Leí extractos de esa entrevista cuando se publicó –por esos días hacía un largo viaje juvenil y gasolero por Perú– con instinto protoperiodístico. Guzmán, que con esas declaraciones buscaba entre otras cosas desmentir los rumores sobre su muerte, parecía estar, como un aparecido, en ningún lugar y en todas partes. ¿Y si buscaba dar con él para hacerle mis propias preguntas? Era, claro, una ambición adolescente. Bastaba aludir su nombre para que cualquier interlocutor ocasional interrumpiera de cuajo la conversación. Cuando busqué comprar un pasaje por tierra para viajar de Cusco a Lima resultó imposible: pasar por Ayacucho, en el centro del país, literalmente tomada por la guerrilla, era suicida. Ya en la capital peruana (los pasajes aéreos resultaban un regalo gracias a la inflación) lo que recordaba la guerrilla eran los apagones nocturnos. Sendero Luminoso, contradiciendo su nombre, se dedicaba a volar día por medio las torres eléctricas que abastecían a Lima. En la ciudad, ya ni notaban ese acoso fantasmal. El verdadero espanto se daba en las localidades campesinas donde el grupo escarmentaba con asesinatos masivos a los que no les hacían caso.

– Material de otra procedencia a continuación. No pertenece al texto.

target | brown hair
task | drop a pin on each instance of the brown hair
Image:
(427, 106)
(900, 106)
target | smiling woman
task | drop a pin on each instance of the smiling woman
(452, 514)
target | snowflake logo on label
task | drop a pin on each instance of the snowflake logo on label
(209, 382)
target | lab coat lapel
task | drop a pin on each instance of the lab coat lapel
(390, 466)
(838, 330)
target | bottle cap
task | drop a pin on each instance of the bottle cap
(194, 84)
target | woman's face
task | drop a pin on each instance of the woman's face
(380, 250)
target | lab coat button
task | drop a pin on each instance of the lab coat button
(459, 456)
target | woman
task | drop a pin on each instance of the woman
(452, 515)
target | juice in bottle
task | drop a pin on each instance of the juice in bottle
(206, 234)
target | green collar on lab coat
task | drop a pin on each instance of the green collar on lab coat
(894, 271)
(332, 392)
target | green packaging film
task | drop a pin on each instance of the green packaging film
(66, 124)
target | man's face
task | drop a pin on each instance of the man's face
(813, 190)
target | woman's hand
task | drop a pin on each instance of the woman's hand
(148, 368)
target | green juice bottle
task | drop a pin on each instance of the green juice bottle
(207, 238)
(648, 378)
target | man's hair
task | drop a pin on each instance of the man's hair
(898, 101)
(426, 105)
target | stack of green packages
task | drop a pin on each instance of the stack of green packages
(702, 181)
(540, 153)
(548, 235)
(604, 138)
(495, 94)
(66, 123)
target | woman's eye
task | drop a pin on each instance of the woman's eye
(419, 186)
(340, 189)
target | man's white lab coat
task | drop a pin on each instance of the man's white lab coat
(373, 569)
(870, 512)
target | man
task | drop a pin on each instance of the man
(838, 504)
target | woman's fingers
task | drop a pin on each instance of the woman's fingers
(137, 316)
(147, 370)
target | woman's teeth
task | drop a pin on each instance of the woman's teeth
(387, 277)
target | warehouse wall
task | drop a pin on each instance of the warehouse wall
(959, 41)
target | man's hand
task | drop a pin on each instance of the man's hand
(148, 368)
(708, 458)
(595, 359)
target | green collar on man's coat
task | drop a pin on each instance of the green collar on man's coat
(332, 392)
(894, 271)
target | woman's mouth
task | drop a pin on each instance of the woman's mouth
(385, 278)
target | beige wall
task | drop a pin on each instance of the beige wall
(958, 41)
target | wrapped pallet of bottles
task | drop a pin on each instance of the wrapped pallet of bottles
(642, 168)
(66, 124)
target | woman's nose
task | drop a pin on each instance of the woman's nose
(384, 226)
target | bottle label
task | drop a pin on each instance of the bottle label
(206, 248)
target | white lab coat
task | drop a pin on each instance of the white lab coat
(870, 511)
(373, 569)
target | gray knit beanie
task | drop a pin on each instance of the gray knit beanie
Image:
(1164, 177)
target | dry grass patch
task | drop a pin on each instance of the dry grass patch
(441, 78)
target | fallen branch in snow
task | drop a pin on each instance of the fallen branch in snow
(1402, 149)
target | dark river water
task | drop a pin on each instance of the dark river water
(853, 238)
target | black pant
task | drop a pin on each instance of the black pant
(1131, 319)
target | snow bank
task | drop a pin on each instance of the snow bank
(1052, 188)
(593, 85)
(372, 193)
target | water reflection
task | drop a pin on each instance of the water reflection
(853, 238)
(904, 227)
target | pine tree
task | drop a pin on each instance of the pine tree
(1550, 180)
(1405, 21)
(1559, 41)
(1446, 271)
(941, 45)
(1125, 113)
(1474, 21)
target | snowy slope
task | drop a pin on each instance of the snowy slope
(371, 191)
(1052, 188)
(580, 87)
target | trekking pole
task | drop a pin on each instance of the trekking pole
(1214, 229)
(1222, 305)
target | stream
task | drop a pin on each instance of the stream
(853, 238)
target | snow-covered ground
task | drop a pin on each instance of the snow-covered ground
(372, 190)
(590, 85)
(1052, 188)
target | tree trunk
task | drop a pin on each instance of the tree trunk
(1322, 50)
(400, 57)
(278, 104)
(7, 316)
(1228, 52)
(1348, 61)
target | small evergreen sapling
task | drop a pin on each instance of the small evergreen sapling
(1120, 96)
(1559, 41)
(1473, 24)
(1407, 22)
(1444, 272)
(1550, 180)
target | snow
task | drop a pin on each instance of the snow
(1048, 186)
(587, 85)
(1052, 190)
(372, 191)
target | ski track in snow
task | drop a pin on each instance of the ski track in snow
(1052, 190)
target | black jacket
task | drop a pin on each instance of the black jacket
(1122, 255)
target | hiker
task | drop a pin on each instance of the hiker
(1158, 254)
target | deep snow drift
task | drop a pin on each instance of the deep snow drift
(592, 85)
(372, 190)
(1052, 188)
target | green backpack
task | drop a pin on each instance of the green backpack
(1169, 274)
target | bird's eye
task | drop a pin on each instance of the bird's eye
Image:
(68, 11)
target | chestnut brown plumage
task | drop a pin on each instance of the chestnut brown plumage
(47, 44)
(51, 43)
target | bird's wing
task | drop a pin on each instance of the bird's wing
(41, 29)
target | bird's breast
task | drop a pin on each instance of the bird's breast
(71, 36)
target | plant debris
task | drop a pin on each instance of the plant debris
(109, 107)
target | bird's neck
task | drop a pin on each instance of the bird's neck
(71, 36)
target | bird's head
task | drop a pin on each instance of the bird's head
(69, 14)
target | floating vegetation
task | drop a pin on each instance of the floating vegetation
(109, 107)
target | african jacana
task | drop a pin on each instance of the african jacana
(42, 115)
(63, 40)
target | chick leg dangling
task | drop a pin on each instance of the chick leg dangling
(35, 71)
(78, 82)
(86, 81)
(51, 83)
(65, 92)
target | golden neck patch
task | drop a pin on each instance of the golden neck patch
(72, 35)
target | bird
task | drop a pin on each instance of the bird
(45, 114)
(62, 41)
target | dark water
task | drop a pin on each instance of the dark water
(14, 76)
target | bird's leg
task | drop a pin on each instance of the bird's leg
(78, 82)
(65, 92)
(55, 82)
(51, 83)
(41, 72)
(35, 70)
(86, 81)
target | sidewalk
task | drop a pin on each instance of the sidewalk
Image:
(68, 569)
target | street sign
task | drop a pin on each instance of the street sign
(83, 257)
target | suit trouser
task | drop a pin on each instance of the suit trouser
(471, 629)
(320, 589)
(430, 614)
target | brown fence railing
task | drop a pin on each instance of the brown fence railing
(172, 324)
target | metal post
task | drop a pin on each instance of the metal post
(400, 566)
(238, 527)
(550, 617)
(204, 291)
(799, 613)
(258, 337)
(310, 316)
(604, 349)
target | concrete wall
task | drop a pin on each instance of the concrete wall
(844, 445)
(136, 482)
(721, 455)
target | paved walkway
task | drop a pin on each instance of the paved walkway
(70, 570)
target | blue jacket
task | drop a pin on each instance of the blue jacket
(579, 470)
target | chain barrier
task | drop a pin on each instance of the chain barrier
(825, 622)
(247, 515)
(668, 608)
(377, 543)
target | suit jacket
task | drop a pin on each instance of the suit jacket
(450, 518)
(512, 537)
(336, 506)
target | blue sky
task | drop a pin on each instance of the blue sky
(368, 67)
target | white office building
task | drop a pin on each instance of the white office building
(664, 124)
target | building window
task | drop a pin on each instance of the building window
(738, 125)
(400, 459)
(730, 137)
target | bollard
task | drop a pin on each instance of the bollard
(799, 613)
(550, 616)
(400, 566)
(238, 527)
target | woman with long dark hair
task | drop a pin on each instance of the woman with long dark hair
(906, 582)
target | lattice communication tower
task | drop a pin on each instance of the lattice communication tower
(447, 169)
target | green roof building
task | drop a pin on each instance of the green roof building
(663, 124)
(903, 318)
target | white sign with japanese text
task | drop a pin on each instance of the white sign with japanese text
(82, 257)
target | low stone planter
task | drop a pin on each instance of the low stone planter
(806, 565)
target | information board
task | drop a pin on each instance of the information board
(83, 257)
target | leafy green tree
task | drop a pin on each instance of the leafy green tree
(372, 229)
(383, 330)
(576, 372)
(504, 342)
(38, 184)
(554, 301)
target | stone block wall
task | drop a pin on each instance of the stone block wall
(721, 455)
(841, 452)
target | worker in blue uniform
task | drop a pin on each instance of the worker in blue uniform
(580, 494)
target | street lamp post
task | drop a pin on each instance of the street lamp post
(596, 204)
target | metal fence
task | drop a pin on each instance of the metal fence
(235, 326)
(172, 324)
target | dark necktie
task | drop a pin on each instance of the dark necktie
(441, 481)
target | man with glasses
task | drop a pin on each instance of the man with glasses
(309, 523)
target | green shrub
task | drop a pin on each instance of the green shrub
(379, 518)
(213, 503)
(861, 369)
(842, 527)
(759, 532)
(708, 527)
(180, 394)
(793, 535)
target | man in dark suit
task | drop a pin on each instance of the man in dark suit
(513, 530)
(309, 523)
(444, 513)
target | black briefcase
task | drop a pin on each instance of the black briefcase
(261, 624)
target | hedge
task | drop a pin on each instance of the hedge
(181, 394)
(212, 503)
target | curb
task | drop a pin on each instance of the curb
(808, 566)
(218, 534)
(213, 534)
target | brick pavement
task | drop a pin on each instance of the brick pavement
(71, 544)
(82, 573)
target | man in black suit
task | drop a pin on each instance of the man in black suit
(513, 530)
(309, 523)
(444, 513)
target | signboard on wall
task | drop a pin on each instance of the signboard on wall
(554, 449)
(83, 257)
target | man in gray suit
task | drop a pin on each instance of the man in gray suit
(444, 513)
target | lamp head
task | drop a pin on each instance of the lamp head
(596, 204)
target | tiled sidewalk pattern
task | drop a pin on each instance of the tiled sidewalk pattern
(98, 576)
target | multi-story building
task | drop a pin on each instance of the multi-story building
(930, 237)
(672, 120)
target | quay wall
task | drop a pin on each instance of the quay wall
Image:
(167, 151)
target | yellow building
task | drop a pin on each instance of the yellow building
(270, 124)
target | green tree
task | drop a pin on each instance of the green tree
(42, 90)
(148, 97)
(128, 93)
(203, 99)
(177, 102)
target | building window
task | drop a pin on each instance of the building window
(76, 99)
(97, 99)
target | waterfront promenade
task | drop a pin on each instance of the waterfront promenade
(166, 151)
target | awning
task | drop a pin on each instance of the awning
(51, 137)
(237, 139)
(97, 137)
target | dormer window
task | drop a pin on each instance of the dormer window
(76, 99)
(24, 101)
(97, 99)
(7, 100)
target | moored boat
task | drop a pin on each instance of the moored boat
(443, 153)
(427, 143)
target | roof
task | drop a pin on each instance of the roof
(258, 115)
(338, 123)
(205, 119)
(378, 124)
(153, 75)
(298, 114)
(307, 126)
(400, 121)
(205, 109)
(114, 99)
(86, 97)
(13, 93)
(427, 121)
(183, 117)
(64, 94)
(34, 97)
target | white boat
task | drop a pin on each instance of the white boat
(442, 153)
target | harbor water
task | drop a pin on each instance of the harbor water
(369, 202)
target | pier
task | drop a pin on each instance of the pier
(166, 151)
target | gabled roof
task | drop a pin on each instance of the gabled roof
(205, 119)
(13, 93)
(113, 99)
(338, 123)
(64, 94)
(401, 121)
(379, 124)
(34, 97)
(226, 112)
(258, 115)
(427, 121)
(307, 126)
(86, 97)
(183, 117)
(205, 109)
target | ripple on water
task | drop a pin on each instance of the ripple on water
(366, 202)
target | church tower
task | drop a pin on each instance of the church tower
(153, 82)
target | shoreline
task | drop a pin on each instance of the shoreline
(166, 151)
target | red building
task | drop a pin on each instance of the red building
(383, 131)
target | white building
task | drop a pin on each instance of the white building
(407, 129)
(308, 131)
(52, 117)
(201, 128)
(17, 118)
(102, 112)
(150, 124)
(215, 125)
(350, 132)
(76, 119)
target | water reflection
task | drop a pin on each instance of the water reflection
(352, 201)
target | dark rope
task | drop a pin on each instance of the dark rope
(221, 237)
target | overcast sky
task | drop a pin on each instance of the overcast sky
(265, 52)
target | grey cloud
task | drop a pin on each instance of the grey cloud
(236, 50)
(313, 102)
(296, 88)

La glacial determinación del fundador de Sendero Luminoso recuerda la locura metódica de Kurtz, el personaje de Joseph Conrad
Abimael Guzmán –que murió el 11 de septiembre en una cárcel de alta seguridad, a los 86 años, después de haber pasado casi tres décadas tras las rejas– podría sonar como una vieja nota al pie de la violencia latinoamericana, si no fuera por los 70.000 muertos que dejó su agrupación. La glacial determinación del fundador de Sendero Luminoso (que prosiguió hasta el final, dicen, ya sin entrevistas) recuerda la locura metódica de Kurtz, aquel personaje de Joseph Conrad que Francis Ford Coppola traspuso del Congo colonial a la guerra de Vietnam en Apocalypse Now. “El horror, el horror”, sin embargo, en su caso solo parecía reservado para los otros. Es al menos lo que se desprende de aquella pseudoentrevista en que el profesor de filosofía (Guzmán se recibió con una tesis sobre Kant), para mostrarse mínimamente humano, se declaraba interesado en la literatura. Decía que le gustaba leer a Shakespeare y recordaba un librito de Thomas Mann, del que aseguraba haber sacado grandes conclusiones sobre “la ley”. Lo interpretaba, claro está, como el pésimo lector que era, a conveniencia.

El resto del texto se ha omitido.